Why is Open Media Innovation good for both Italian and European citizens, as well as for their media industries?
The protection of Technological Neutrality is an even bigger priority for the italian video sector and citizens than the problem of Net Neutrality. In fact, leading global software companies in operating system, cloud-based services, and video content aggregation, are investing huge resources to corner the exploding Net-TV and TV-connected device markets by ensuring that content rich-media content will mostly be consumed through proprietary application stores or application frameworks controlled by them, rather than through open and neutral platforms such as web browsers.
Major Italian broadcaster and Telcos will not be able to keep up with their level of technology investments, and the extent of global content and technology partnerships, leaving to such global foreign giants in a tight, albeit indirect, control over the nature and value of the content that will be mostly accessed through TVs and TV-connected devices in Italy.
This, we believe, amount to a cultural and economic emergency for Italy, its media economic sectors and its citizens.

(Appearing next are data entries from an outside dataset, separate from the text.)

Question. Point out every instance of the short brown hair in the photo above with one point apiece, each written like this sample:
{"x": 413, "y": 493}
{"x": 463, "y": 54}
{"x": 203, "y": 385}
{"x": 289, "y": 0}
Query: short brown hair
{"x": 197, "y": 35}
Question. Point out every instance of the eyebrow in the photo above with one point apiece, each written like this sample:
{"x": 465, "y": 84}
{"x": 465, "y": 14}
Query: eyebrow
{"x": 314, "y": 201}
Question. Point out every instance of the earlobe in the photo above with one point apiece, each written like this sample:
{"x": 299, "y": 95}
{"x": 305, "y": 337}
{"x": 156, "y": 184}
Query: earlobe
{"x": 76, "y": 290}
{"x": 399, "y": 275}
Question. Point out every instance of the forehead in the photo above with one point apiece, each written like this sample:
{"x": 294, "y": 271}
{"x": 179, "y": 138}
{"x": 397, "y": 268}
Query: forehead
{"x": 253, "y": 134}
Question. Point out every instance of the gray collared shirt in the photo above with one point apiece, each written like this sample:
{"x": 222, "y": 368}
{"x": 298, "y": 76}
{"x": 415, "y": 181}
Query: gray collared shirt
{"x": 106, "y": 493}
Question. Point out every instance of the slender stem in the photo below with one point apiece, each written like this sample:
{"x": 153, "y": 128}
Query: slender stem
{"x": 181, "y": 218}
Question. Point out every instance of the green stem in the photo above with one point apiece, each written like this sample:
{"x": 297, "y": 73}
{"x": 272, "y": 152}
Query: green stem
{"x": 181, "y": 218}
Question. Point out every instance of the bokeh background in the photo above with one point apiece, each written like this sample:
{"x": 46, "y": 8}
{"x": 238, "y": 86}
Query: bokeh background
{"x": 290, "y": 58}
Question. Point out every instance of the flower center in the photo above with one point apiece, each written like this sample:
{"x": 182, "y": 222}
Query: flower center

Adoption of open standards is the only way for Italy to fight back to the editorial and economic control of those giants, as there is no one Italian player or group of players that are able to affirm reliably any other sustainable OTT/smartphone proprietary standard.
A widely-increased adoption of open technology standards, in particular HTML5, is therefore in the best interest of Italian and European video content producers, both mainstream and emerging, large traditional public and private broadcasters (Rai, Mediaset, Sky), and Telco/IPTV operators, because it would favor the widespread availability in Italy of end-user devices for rich-media fruition over broadband and broadband/broadcast which will rely primarily on open standards, as a platform over which broadcaster, telco, content producers, aggregator can build their unique offering through pre-loaded content, web apps and plug-ins, pay DVB-T integration, UI customizations, and more.